Evergreen Partners, LLC, and Marathon Development Group, Ltd., kept federal subsidies flowing to the old affordable housing project even as they demolished the buildings. The 136 new townhouse apartments, all reserved for lowincome households and subsidized with project-based Sec. 8 vouchers, are replacing 136 crumbling apartments originally built in 1973 under the Sec. 236 program administered by the Department of Housing and Urban Development (HUD).

The developers’ unique plan saved the project from foreclosure. Preserving affordable housing usually means fixing up old apartments to keep a stream of HUD subsidies flowing. But shoddy insulation, inefficient electric heating, and decades of less-than-attentive management made Henry Hudson much too expensive to rehabilitate.

Demolition and redevelopment were also costly options. “Our initial thought was we would never assemble enough money,” said Charles Allen, principal for Evergreen. In 2006, the developers won an enormous $20 million reservation of lowincome housing tax credits—four times larger than the median tax credit award in New York in 2006.

With this large tax credit reservation, the developers thought they’d cleared their biggest hurdle. But their troubles had only just begun.

Local opposition delayed the project for more than a year. A new mayor demanded that the redevelopment locate its new apartments on an underutilized park on the outskirts of town in early 2006. Other planning officials opposed even that much preservation and seemed to be waiting for HUD to shut down the apartments, which had failed several HUD inspections and owed the agency $110,000 in overdue mortgage payments, said Allen.

HUD officials saved the project with their support, Allen said. The agency made it clear to local officials that even if HUD foreclosed, the apartments would remain affordable housing.
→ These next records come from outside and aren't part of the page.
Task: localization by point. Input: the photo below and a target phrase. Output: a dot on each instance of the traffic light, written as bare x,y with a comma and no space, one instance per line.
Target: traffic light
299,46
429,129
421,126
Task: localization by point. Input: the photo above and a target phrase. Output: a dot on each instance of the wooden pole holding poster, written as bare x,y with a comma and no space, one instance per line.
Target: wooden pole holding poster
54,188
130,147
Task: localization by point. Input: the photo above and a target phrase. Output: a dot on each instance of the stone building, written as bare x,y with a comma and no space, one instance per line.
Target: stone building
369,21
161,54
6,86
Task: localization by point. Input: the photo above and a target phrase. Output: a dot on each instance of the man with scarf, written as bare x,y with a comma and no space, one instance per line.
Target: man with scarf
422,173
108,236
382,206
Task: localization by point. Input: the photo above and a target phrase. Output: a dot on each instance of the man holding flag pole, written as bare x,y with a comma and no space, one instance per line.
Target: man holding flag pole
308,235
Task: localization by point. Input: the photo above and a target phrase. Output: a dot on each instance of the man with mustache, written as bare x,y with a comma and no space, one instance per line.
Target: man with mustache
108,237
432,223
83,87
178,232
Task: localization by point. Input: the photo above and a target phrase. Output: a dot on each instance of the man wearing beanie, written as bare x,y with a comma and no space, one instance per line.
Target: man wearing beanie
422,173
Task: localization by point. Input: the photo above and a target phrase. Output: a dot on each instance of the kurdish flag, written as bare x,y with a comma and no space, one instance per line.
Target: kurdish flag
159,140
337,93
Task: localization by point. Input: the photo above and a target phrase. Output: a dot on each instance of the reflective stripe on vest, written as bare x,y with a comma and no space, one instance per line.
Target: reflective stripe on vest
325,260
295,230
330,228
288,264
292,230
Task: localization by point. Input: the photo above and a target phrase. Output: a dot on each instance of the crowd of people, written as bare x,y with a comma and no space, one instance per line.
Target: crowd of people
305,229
Planning officials finally allowed the redevelopment of all 136 apartments on the original site to begin in August 2007 after delays added nearly $1 million to the project costs, including $750,000 in extra financing costs. The first apartments were finished in March, with the last units expected to open by this December.

The developers financed the $29.4 million redevelopment with $19.5 million in equity from the sale of tax credits to First Sterling Financial, Inc. The New York State Housing Finance Agency (HFA) provided a $3.4 million, 30-year loan. HFA and the New York State Division of Housing and Community Renewal also provided $4.3 million in soft financing. Another $1.7 million came from the deferral of the developers’ $3.6 million fee.

Local officials have become enthusiastic as construction proceeds. A new property management team has made the property, which has been more than twothirds occupied throughout the process, a safer place to live. The team has worked closely with police and earned the trust of residents, who are willing to identify and remove tenants breaking the law. By April, the number of calls to the police from the property was less than a third of what it was the year before, said Allen.